The NT government decided the new rules could be used without damaging rivers, aquifers and springs because the water level wouldn't drop anywhere by more than a metre and a half, and ecosystems could adapt.

In a written response to the ABC, the NT Environment Department chief executive Jo Townsend said: "The decision on whether the arid zone rules apply or whether the Top End rules apply is determined by a range of rainfall and recharge, catchment and aquifer criteria and characteristics".

Agriculture Minister Paul Kirby said the government's water allocation rules were sustainable. 

"We will take advice, as we have with every other industry,  to make sure we make the best decisions going forward, to make sure that those decisions are the best ones for the Northern Territory and they're sustainable going forward," he said.

Chief executive of the Amateur Fishermen's Association NT, David Ciaravolo, said the recreational fishers' peak body was not worried about the arid zone rules being applied on the Mataranka Tindall Aquifer, because he expected they would only be used until specific water plans were drawn up for each area of the Beetaloo.

"We have been advocating very strongly for strong environmental protection to the government, and we would have an expectation that when a plan is delivered it will protect the Roper River and it will protect the environment," he said.

But Griffith University geography professor Sue Jackson is calling on the NT government to stop using southern arid zone rules to supply new industries until it models exactly how much water can sustainably be given out in each area.

"We have a system at the moment where the Northern Territory government continues to hand out licences in the absence of robust scientifically informed water allocation plans," she said.
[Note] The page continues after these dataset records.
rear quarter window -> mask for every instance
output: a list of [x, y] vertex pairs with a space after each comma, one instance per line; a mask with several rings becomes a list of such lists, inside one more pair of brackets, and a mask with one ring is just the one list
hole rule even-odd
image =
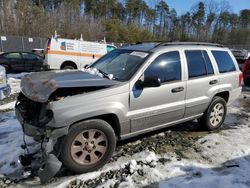
[[217, 62], [220, 73], [236, 70], [235, 64], [228, 52], [212, 50], [212, 54]]

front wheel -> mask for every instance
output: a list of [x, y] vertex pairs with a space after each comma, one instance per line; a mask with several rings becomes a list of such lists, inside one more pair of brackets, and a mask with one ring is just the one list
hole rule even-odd
[[206, 130], [212, 131], [221, 127], [227, 113], [226, 101], [221, 97], [214, 97], [203, 116], [198, 119], [199, 124]]
[[62, 162], [74, 173], [95, 171], [109, 161], [115, 146], [114, 130], [106, 121], [84, 121], [73, 125], [65, 137]]
[[66, 65], [62, 68], [62, 70], [73, 70], [75, 69], [75, 67], [71, 66], [71, 65]]

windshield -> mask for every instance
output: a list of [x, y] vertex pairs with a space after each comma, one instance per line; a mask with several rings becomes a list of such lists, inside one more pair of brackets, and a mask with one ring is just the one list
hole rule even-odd
[[112, 75], [118, 81], [127, 81], [143, 64], [148, 54], [133, 50], [114, 50], [97, 60], [90, 68]]

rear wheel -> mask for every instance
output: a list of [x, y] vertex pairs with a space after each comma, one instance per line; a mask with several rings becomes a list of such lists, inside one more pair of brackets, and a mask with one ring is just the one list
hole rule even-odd
[[226, 101], [221, 97], [214, 97], [204, 115], [198, 119], [200, 125], [206, 130], [216, 130], [221, 127], [227, 113]]
[[63, 144], [64, 165], [74, 173], [84, 173], [95, 171], [109, 161], [116, 137], [106, 121], [88, 120], [72, 126]]

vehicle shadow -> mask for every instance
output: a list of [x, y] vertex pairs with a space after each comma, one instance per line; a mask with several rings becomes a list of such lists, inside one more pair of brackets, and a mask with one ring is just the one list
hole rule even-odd
[[177, 165], [174, 168], [179, 168], [183, 175], [161, 180], [145, 188], [247, 188], [250, 187], [249, 166], [250, 155], [228, 160], [212, 168]]

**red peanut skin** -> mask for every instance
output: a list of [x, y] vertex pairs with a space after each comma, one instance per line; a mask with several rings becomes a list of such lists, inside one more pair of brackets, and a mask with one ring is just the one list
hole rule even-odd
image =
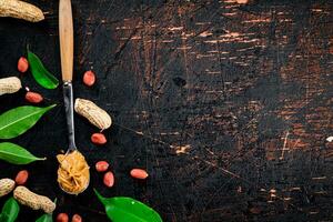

"The groundwater in this region moves very slowly, it might take 50 years to show the effects of extraction on some of these groundwater systems.

"And then the question becomes: what are governments prepared to do about it, because we know from many other parts of Australia that clawing back licences from those people that have been granted them becomes a a very expensive and very difficult exercise."

Ms Townsend said it would be "unlawful" for the government to delay making licence decisions until water allocation plans are finalised.

"In any event a declared plan is only one of the criteria for a decision about the granting of a licence under the Act," she added.